Ailing bluesman Walter Trout has accepted he'll never be the same again if he survives his battle with liver failure.
Trout: Even if I get new liver I'll never be the same
Ailing bluesman reveals how liver failure has changed him, how he started drinking and why new album means so much to him in exclusive The Blues Magazine interview
He remains under 24-hour care in hospital while he waits for an organ to become available to save his life. But he's insisted his album The Blues Came Callin' is released as planned on June 2, alongside his biography, Rescued From Reality: The Life And Times Of Walter Trout.
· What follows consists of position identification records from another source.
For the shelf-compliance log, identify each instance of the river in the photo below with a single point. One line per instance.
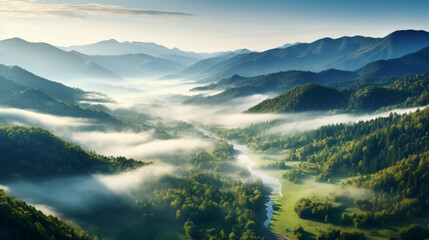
(243, 159)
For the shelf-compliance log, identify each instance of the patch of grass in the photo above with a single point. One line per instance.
(285, 218)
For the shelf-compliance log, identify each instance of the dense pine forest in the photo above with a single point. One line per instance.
(20, 221)
(34, 152)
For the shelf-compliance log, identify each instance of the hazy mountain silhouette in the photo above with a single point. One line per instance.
(381, 72)
(113, 47)
(50, 62)
(345, 53)
(56, 90)
(135, 65)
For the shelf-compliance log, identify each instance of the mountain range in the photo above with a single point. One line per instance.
(113, 47)
(407, 92)
(380, 72)
(48, 61)
(345, 53)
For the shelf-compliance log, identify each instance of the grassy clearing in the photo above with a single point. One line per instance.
(285, 218)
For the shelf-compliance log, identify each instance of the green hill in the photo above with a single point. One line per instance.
(345, 53)
(33, 152)
(19, 221)
(407, 92)
(307, 97)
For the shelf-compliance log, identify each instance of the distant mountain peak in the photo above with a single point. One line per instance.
(289, 45)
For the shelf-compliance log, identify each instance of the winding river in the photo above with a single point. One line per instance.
(244, 160)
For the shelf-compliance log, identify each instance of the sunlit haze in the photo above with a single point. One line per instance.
(206, 26)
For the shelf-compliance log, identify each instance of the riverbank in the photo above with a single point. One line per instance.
(285, 219)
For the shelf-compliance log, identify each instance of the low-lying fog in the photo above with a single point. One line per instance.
(162, 100)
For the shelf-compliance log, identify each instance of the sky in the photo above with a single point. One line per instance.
(204, 25)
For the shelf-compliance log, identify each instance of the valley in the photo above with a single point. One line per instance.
(122, 139)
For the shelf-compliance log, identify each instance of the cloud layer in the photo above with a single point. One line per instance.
(32, 9)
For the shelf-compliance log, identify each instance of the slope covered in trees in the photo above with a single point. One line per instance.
(346, 53)
(33, 152)
(19, 221)
(387, 156)
(407, 92)
(16, 96)
(53, 89)
(378, 73)
(208, 201)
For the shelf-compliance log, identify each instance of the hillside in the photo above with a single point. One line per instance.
(407, 92)
(346, 53)
(20, 221)
(48, 61)
(16, 96)
(307, 97)
(113, 47)
(377, 73)
(135, 65)
(30, 152)
(369, 176)
(56, 90)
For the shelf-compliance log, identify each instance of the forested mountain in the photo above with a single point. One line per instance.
(307, 97)
(50, 62)
(388, 156)
(30, 152)
(407, 92)
(207, 65)
(135, 65)
(376, 73)
(17, 96)
(411, 63)
(54, 89)
(19, 221)
(346, 53)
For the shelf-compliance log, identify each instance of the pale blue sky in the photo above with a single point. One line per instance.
(207, 25)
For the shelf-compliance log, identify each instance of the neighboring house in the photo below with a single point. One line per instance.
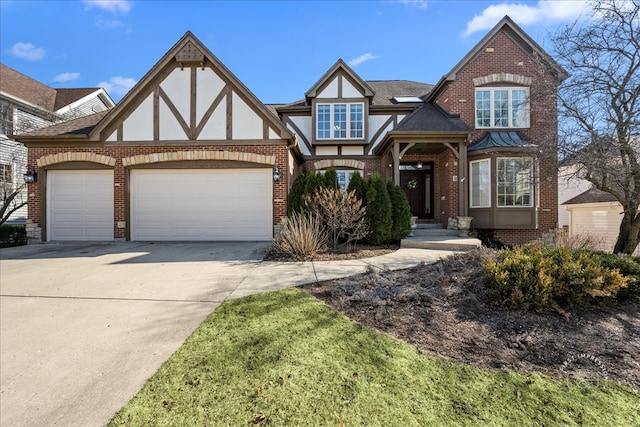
(569, 186)
(595, 215)
(191, 154)
(26, 105)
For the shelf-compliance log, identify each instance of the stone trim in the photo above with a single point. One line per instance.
(503, 78)
(174, 156)
(53, 159)
(345, 163)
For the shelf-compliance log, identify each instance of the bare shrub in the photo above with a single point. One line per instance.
(579, 240)
(342, 213)
(302, 236)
In an exclusive interview with The Blues Magazine, on sale now, he says: "I should have been dead when I was running around shooting heroin in the 70s with Jesse Ed Davis. I came so close to OD’ing on heroin and cocaine, many times. There were many times I’d take so much cocaine I was close to a heart attack.
"I feel like I was given a second chance back then. Then, with the drinking, a third chance. Just chance after chance. Now I gotta fight, and maybe I’ll be given the next chance."
Trout gave up drink and drugs in 1987 – but he reveals he never enjoyed alcohol. "All these ads about how good this or that liquor tastes? I think it all tastes like lighter fluid, and the reason you drink it is to get a buzz. I mean, who actually thinks whisky tastes good? It’s like drinking rancid piss, even when it’s the expensive kind.
"So I was not into it to savour the bouquet and all that bullshit. I wanted to get high, and I wanted to get high real quick. My alcohol consumption, I think, probably would have killed a horse."
Asked if he liked himself during that period, he admits: “Hell, no. Not at all. I didn’t like myself for years.”
The Blues Came Callin' documents his struggle as his health issues brought him closer and closer to intensive care – and it wasn't an easy album for him to make. "There were a few times I had to cancel sessions because I went in the hospital,” he says. “One time, I almost died because I had incredibly high potassium levels and incredibly low sodium levels. They figured out that my brain was swelling and I was hours away from having a seizure – I ended up spending five days in the hospital with IVs pumping shit into me.
"I had sessions booked, but I had to say, ‘No, sorry, I can’t come up and play the guitar or I’m gonna die.'"
In the rest of the interview, which took place just days before his current hospital stay began, Trout discusses the physical exertion of trying to sing through his illness, the difficulty of facing the truth of his situation through his lyrics, and how his violent father set him on the road to alcoholism.
He says of the album's title track: "That's is about me laying in bed, having this realisation that my whole life is changed and it won’t ever be the same. I could get my health back, get a transplant and be doing good. Even if I get optimum health, I’ll never be the same guy."
Trout's YouGiving page remains open for donations. Meanwhile, his wife Marie has released a video detailing his story, in the hope it will encourage people to consider organ donation.